Open staticfloat opened 5 years ago

staticfloat commented 5 years ago

Example:

using Distributed
import Distributed: worker_from_id, MsgHeader, RemoteDoMsg, send_msg
w = worker_from_id(addprocs(1)[1])

# Put `@everwhere` before this to get it to work
print_message(args...) = println(args...)

# This works
send_msg(w, MsgHeader(), RemoteDoMsg(println, ("hello!",), ()))

# This doesn't
send_msg(w, MsgHeader(), RemoteDoMsg(print_message, ("hello!",), ()))

If you put @everywhere before the definition of print_message then everything works; but if you don't, there is no error; the worker just silently ignores it. I would expect an error to tell me what went wrong. I'm not sure at what point things are going wrong; it does not appear to be a runtime error, as this occurs even when I am sending a message to call a function that is defined, but it is supposed to invoke a callback that may not be defined. Example:

using Distributed
import Distributed: worker_from_id, MsgHeader, RemoteDoMsg, send_msg
w = worker_from_id(addprocs(1)[1])

@everywhere function do_work(callback, args...)
    @info("Within do_work!")
    callback(args...)
end

# Put `@everwhere` before this to get it to work
print_message(args...) = println(args...)

# This works
send_msg(w, MsgHeader(), RemoteDoMsg(do_work, (println, "hello!",), ()))

# This doesn't
send_msg(w, MsgHeader(), RemoteDoMsg(do_work, (print_message, "hello!",), ()))

Notice how the "Within do_work" message is not emitted in the second case. My best guess is that something in the serialization code is throwing an error and that error is getting swallowed, but I haven't had time to debug this fully.

affans commented 5 years ago

My related? issue here: https://github.com/JuliaLang/julia/issues/30558 In my case, the error was that Julia versions were different from head node and compute nodes which the error message correctly identifies, but what's printed on screen (and stdout) is vastly different.

staticfloat commented 5 years ago

In this case the versions of Julia are the same, so I don’t think these two issues are related.

affans commented 5 years ago

I should really edit that issue. I was trying to highlight that the error I was supposed to be seeing error("Version read failed. Connection closed by peer.") was getting swallowed somewhere in the sequence of syncs and asyncs … which by the time I saw the error was completely uninformative to the actual issue.

Reading your issue again, it does seem its not related. But from discourse discussions, it does seem that Distributed has a few of these of "disappearing" problems.

amitmurthy commented 5 years ago

This is because remote_do does not return any response to the caller. In your example above:

remotecall will result in an error when the response is fetched unlike in the case of remote_do.

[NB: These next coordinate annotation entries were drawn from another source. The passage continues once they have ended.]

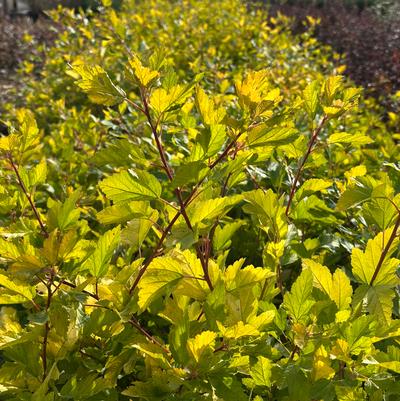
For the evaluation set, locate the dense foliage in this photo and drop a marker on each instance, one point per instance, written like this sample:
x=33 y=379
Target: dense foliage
x=368 y=40
x=195 y=205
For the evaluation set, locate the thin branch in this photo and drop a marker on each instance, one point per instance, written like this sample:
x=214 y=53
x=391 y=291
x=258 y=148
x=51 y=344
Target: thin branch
x=71 y=285
x=311 y=144
x=28 y=196
x=152 y=339
x=47 y=324
x=183 y=204
x=385 y=251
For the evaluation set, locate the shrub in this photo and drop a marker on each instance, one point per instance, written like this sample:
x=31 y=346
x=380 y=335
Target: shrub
x=195 y=209
x=369 y=43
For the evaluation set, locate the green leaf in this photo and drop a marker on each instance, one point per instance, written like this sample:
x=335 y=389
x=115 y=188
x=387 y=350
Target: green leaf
x=210 y=113
x=238 y=330
x=269 y=210
x=122 y=212
x=15 y=287
x=336 y=286
x=311 y=98
x=311 y=186
x=376 y=300
x=137 y=229
x=161 y=277
x=264 y=135
x=98 y=262
x=203 y=342
x=237 y=279
x=299 y=301
x=365 y=263
x=64 y=215
x=205 y=211
x=361 y=190
x=357 y=139
x=138 y=73
x=189 y=172
x=222 y=236
x=124 y=186
x=98 y=85
x=261 y=372
x=162 y=100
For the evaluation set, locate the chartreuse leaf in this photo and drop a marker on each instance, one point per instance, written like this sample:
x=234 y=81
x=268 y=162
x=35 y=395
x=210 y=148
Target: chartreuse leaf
x=350 y=394
x=192 y=284
x=28 y=130
x=321 y=365
x=264 y=135
x=298 y=302
x=124 y=186
x=331 y=87
x=24 y=137
x=238 y=330
x=98 y=262
x=361 y=190
x=311 y=186
x=210 y=113
x=376 y=300
x=202 y=343
x=162 y=100
x=97 y=84
x=12 y=291
x=64 y=215
x=122 y=212
x=380 y=212
x=161 y=277
x=137 y=72
x=365 y=263
x=268 y=210
x=357 y=139
x=236 y=278
x=137 y=229
x=360 y=333
x=222 y=236
x=255 y=93
x=337 y=286
x=311 y=98
x=189 y=172
x=261 y=372
x=205 y=211
x=213 y=139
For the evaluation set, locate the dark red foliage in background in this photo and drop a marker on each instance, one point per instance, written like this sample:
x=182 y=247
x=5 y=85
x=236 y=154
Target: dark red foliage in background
x=370 y=45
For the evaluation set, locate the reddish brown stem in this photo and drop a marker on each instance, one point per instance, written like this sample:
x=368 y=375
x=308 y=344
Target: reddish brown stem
x=71 y=285
x=310 y=147
x=28 y=196
x=385 y=251
x=152 y=339
x=182 y=211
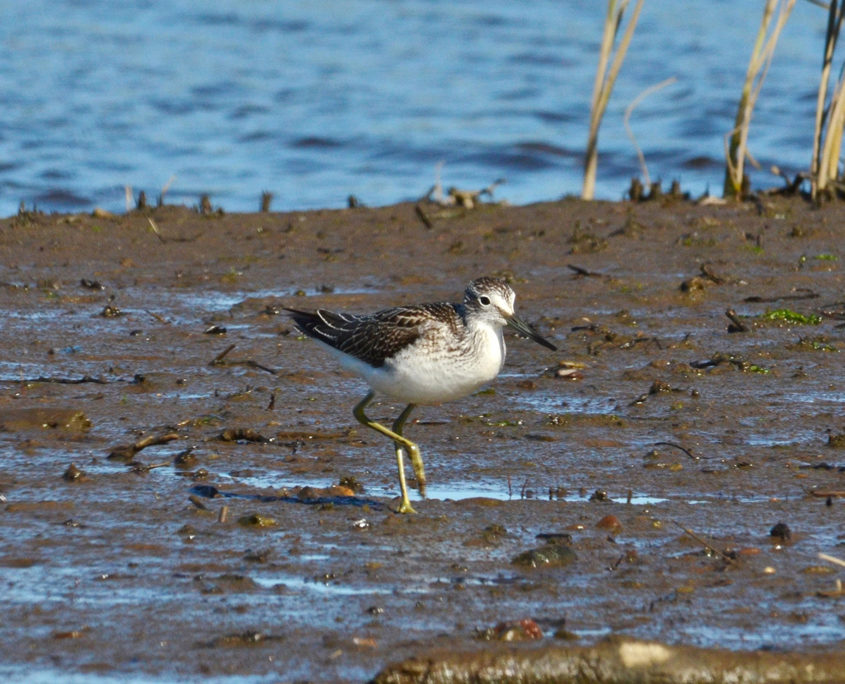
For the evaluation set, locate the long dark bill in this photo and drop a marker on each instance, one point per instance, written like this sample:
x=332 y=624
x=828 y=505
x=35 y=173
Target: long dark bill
x=524 y=329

julia> fetch(remotecall(print_message, 2, ("dd",)))
ERROR: On worker 2:
UndefVarError: #print_message not defined
deserialize_datatype at /Users/amitm/Julia/julia/usr/share/julia/stdlib/v1.1/Serialization/src/Serialization.jl:1051
handle_deserialize at /Users/amitm/Julia/julia/usr/share/julia/stdlib/v1.1/Serialization/src/Serialization.jl:743
deserialize at /Users/amitm/Julia/julia/usr/share/julia/stdlib/v1.1/Serialization/src/Serialization.jl:703

Regular errors in the case of remote_do are printed to stderr as mentioned in the doc - https://docs.julialang.org/en/v1/stdlib/Distributed/#Distributed.remote_do-Tuple{Any,Integer,Vararg{Any,N}%20where%20N} .

julia> remote_do(()->error("dd"), 2)
Any[]

julia>       From worker 2: dd
      From worker 2:    error(::String) at ./error.jl:33
      From worker 2:    (::getfield(Serialization.__deserialized_types__, Symbol("##29#30")))() at ./REPL[97]:1
      From worker 2:    (::getfield(Distributed, Symbol("##120#122")){Distributed.RemoteDoMsg})() at /Users/amitm/Julia/julia/usr/share/julia/stdlib/v1.1/Distributed/src/process_messages.jl:313
      From worker 2:    run_work_thunk(::getfield(Distributed, Symbol("##120#122")){Distributed.RemoteDoMsg}, ::Bool) at /Users/amitm/Julia/julia/usr/share/julia/stdlib/v1.1/Distributed/src/process_messages.jl:79

However, it appears that deserialization errors are not being printed to stderr for remote_do. It should have the same behavior as for regular errors.